Чем больше Николай Григорьевич размышлял над ситуацией, тем больше он сомневался, что парень в кепке имеет какое-то отношение к Садоводу. Совершенно не похожие стили поведения. Садовод совершил три убийства и сумел не оставить следов и не засветиться ни перед очевидцами, ни перед камерами, и вдруг за день до четвертого убийства повел себя так глупо, так нелепо… Старший следователь Кроликов никогда не считал, будто факт психической ненормальности можно использовать для объяснения любых странностей поведения. Дескать, так он же безумный маньяк, какую логику вы ищете в его действиях! Нет, не так. Логика должна быть. Некий субъект убивает людей, наказывая их за грехи, и оставляет возле трупов пластинки в форме яблока. Безусловно, это говорит о наличии у него глубокой умственной патологии. Но вместе с тем он проявляет осторожность и даже некоторый профессионализм, стало быть, не желает быть пойманным. И вот в этом смысле его можно считать вполне нормальным, потому что стремление избежать ответственности за содеянное как раз и является нормой для любого преступника. Так зачем же, черт возьми, ему понадобилось светиться перед Анастасией Волковой? Почему он пугал ее, вместо того чтобы заколоть ножом?

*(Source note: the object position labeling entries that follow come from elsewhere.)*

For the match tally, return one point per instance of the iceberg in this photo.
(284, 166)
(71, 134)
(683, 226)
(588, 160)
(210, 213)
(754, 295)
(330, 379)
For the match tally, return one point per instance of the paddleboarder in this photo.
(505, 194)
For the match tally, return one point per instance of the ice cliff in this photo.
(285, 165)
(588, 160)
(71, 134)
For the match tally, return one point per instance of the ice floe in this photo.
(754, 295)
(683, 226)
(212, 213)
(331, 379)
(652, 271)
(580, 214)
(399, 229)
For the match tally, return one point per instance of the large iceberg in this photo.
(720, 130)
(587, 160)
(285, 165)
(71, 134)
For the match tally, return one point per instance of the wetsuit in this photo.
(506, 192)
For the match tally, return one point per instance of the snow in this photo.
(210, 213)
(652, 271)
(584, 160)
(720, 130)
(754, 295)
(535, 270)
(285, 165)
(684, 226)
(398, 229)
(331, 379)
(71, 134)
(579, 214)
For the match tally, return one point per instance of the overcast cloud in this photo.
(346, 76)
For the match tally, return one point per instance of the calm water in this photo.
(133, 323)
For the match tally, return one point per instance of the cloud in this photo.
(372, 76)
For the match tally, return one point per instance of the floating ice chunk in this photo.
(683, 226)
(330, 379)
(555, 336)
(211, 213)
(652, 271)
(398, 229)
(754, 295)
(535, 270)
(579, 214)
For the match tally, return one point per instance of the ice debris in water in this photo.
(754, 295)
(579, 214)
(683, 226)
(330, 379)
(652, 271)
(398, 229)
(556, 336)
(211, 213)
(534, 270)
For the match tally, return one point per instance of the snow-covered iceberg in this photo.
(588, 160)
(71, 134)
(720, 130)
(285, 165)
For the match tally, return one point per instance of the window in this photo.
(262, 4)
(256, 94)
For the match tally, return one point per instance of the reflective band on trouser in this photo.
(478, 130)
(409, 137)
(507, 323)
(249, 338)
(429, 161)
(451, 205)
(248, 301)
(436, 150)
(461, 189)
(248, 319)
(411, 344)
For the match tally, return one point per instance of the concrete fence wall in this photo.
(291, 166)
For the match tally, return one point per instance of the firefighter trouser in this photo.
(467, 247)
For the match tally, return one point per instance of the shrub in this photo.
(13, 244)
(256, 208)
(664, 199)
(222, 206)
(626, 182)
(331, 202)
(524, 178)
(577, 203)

Поразительное получается совпадение. Парень в кепке выслеживал одну девушку в парке, а Садовод в том же парке убил совсем другую девушку. Реально?
Умный человек обязан сомневаться. Николай Григорьевич Кроликов был умен, поэтому никогда не спешил делать «единственно правильный» вывод. В данном случае право на существование имели обе версии. Парень в кепке может оказаться Садоводом, а может и не оказаться. И расследование нужно вести по обоим направлениям.
Предстоящий разговор со своим непосредственным начальником Сергей Волков продумал заранее, однако вовсе не был уверен в успешном исходе дела. Подполковник Грушин отличался весьма тяжелым характером. Во-первых, Сергей за полгода ни разу не видел своего начальника улыбающимся, а это уже говорило о многом. Во-вторых, Павел Иванович Грушин со всеми сослуживцами вел себя подчеркнуто холодно и отстраненно, избегая разговоров на любые темы, не связанные с работой. В-третьих, у него был весьма своеобразный стиль руководства: любое действие подчиненных он воспринимал как несусветную глупость и обязательно подвергал словесной критике. Казалось, он искренне полагал, что если вдруг его сотрудник совершил правильный и грамотный поступок, то это лишь потому, что хотел поступить абсурдно и безграмотно. Дескать, счастливая случайность помогла. Свое снисходительное пренебрежение Грушин умел выражать не только словами и жестами, но и красноречивыми взглядами. Ко всем сотрудникам он обращался исключительно на «вы», но воспринималось это не как проявление уважения, а как стремление максимально дистанцироваться от них.
Обижались на него редко. А если и обижались, то только новые сотрудники, пришедшие в отдел в последнее время. Те же, которые работали давно, помнили Грушина совсем другим человеком. И знали о страшной трагедии, случившейся в его жизни два года назад. Для недавно устроившихся офицеров вроде Сергея Волкова тоже не было тайной, что жена и дочь подполковника погибли в результате несчастного случая. Но они знали об этом только по рассказам и были гораздо менее склонны оправдывать поведение Грушина его семейными бедами.